States are joining an effort to amend the U.S. Constitution to limit the federal government’s overreach by calling a convention of states.

Background: As the U.S. debt continues to climb, more and more Americans have become concerned by the long-term effects decisions made by the federal government will have on states.

Details: Under Article V of the Constitution, state legislatures can bypass Congress to propose and vote on constitutional amendments through a convention of states. 

It takes 34 states to call the convention and 38 states are needed to ratify an amendment.

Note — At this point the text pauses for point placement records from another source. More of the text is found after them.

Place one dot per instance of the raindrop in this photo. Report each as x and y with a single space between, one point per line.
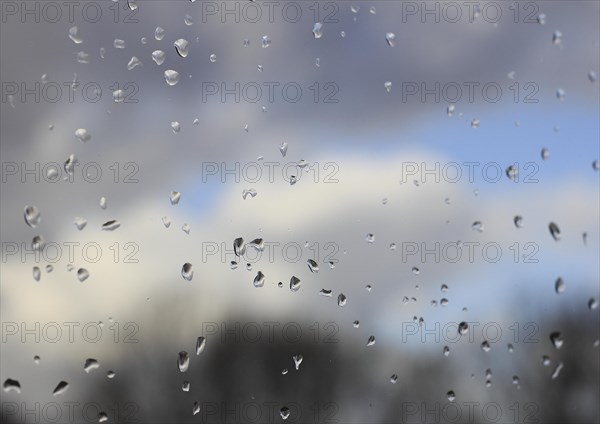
554 231
390 37
11 386
174 197
518 220
187 272
183 361
111 225
557 339
158 56
259 280
294 283
159 33
557 370
133 62
297 361
60 388
182 47
90 365
318 30
252 192
200 345
32 216
82 274
171 77
559 286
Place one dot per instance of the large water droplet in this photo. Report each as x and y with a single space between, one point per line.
182 47
171 77
183 361
32 216
158 56
187 272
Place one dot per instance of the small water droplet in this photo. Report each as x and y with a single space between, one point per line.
183 361
82 274
182 47
187 271
554 231
60 388
265 41
318 30
390 37
171 77
32 216
90 365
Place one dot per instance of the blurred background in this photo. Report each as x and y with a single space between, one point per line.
333 132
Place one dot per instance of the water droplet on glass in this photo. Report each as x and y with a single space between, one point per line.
171 77
111 225
259 280
297 361
11 385
183 361
133 62
557 339
390 37
554 231
187 271
74 35
318 30
82 274
90 365
60 388
182 47
295 283
265 41
252 192
200 345
32 216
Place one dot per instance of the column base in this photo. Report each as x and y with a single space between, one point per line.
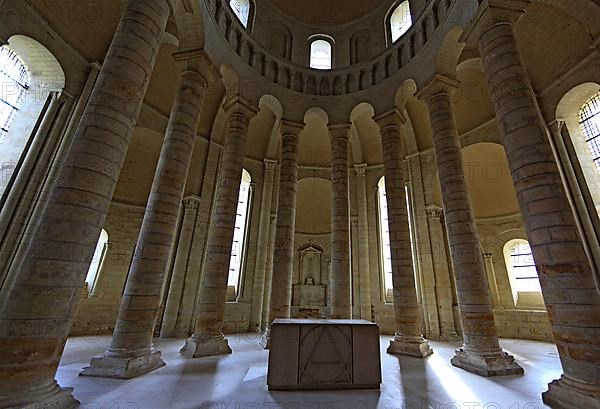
46 398
496 363
567 393
265 339
197 347
123 367
412 346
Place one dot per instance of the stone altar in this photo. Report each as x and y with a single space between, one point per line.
324 354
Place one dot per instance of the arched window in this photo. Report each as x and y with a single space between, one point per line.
589 118
321 54
384 237
238 247
241 8
14 80
99 255
521 267
399 21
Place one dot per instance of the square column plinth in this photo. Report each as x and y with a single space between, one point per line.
324 354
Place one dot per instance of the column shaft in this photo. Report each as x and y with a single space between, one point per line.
262 246
481 352
341 307
363 242
569 284
178 278
38 311
131 352
283 257
408 339
208 338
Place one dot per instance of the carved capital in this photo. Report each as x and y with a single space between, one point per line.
340 131
361 169
393 118
270 164
434 212
439 86
191 202
492 12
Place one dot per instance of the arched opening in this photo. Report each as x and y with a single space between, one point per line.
91 279
321 53
243 10
31 79
385 240
238 248
589 119
523 275
399 21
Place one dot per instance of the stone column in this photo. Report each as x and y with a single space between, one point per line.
269 272
408 339
131 352
190 211
341 307
37 313
263 245
363 242
481 352
491 278
443 283
283 257
569 284
208 338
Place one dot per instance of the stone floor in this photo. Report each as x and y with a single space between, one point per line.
238 381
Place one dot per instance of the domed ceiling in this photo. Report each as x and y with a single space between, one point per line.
326 12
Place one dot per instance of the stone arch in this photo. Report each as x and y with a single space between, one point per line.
46 83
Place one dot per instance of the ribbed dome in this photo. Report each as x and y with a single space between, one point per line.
326 12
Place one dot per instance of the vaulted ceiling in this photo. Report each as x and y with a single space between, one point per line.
326 12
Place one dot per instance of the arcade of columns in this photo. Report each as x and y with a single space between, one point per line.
43 297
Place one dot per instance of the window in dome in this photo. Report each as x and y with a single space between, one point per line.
589 118
241 8
99 255
321 54
14 79
238 247
522 267
400 21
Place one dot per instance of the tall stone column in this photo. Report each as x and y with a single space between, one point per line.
36 315
443 283
569 284
131 352
363 242
208 338
175 291
481 352
408 339
341 295
283 257
263 245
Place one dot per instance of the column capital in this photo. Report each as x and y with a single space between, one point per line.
270 164
434 211
439 85
291 127
340 131
392 118
361 169
191 202
492 12
239 105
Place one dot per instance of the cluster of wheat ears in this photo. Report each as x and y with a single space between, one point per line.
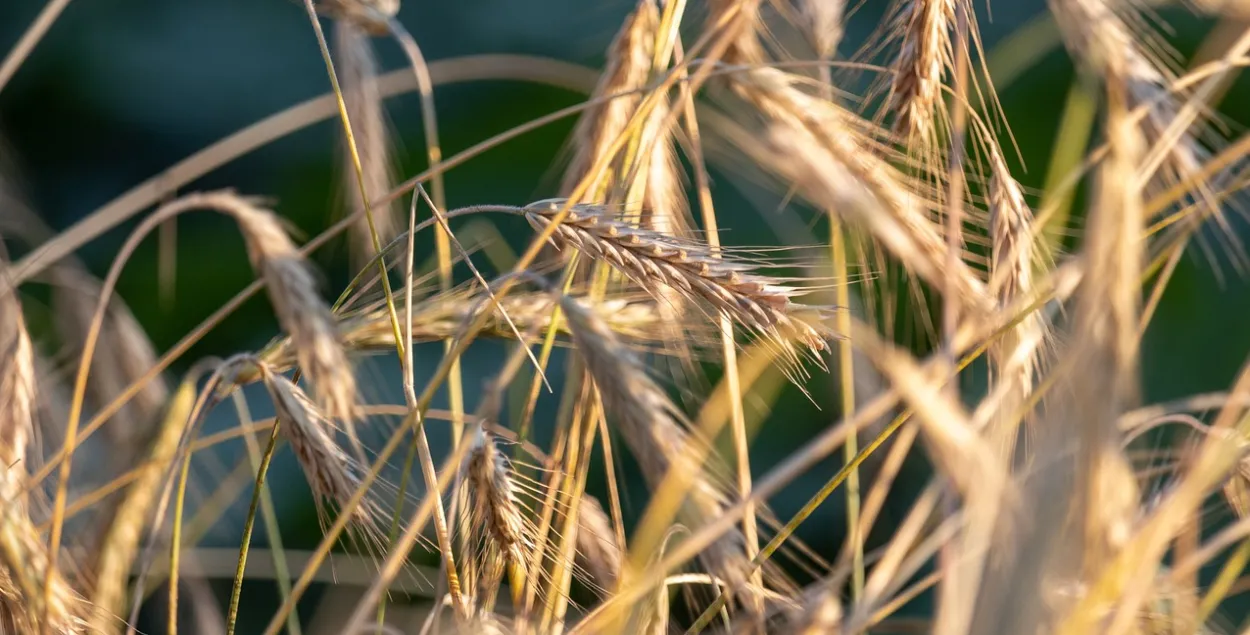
1034 520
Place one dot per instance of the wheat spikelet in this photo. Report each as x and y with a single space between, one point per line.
651 428
300 310
1096 34
444 315
493 499
16 385
123 354
651 259
370 15
598 551
924 55
1013 256
328 469
629 65
358 75
23 570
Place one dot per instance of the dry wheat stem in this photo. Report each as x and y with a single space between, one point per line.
733 288
328 469
651 428
925 53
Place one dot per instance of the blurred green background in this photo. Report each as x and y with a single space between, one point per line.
121 89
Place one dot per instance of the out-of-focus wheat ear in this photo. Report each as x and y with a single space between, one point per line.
16 386
370 15
300 310
495 513
745 48
358 76
1014 254
629 65
130 516
651 428
123 355
924 55
598 551
821 24
658 261
328 469
1105 333
819 614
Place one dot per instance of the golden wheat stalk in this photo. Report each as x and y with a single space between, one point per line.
329 470
651 426
629 66
18 390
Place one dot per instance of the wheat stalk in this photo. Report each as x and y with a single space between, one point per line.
358 73
300 310
329 470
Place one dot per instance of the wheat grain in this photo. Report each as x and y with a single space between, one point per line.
629 65
493 499
655 261
651 428
598 551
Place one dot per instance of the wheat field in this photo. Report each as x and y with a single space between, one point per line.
564 438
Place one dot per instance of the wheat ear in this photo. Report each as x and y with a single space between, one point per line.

What Happened: The Nebraska Legislature passed a resolution on Jan. 28 calling on states to begin the formal process to pass constitutional amendments that would limit the federal government’s spending and jurisdiction, as well as set term limits for members of Congress.


Nebraska state Sen. Steve Halloran sponsored the resolution.

Halloran’s resolution, LR14, is Nebraska’s application for a convention that would discuss amendments to “impose fiscal restraints on the federal government, limit the power and jurisdiction of the federal government, and limit the terms of office for its officials and for members of Congress.”

“We have to look at the historic surroundings of when the Constitution was drafted in Philadelphia in 1787 and understand full well what the Founding Fathers had in mind for the states to have equal footing with the Congress in proposing amendments,” Halloran said. He told Fox News he believes this is the states’ opportunity to reclaim powers they relinquished to the federal government. (per Fox News)

Why It’s Important: A convention of states has never been called in U.S. history.

Nebraska’s decision to join the effort marked the halfway point of the number of states needed to call the convention to order.

What Comes Next: The resolution has passed one chamber in eight states, and legislation is pending in 15 more state legislatures.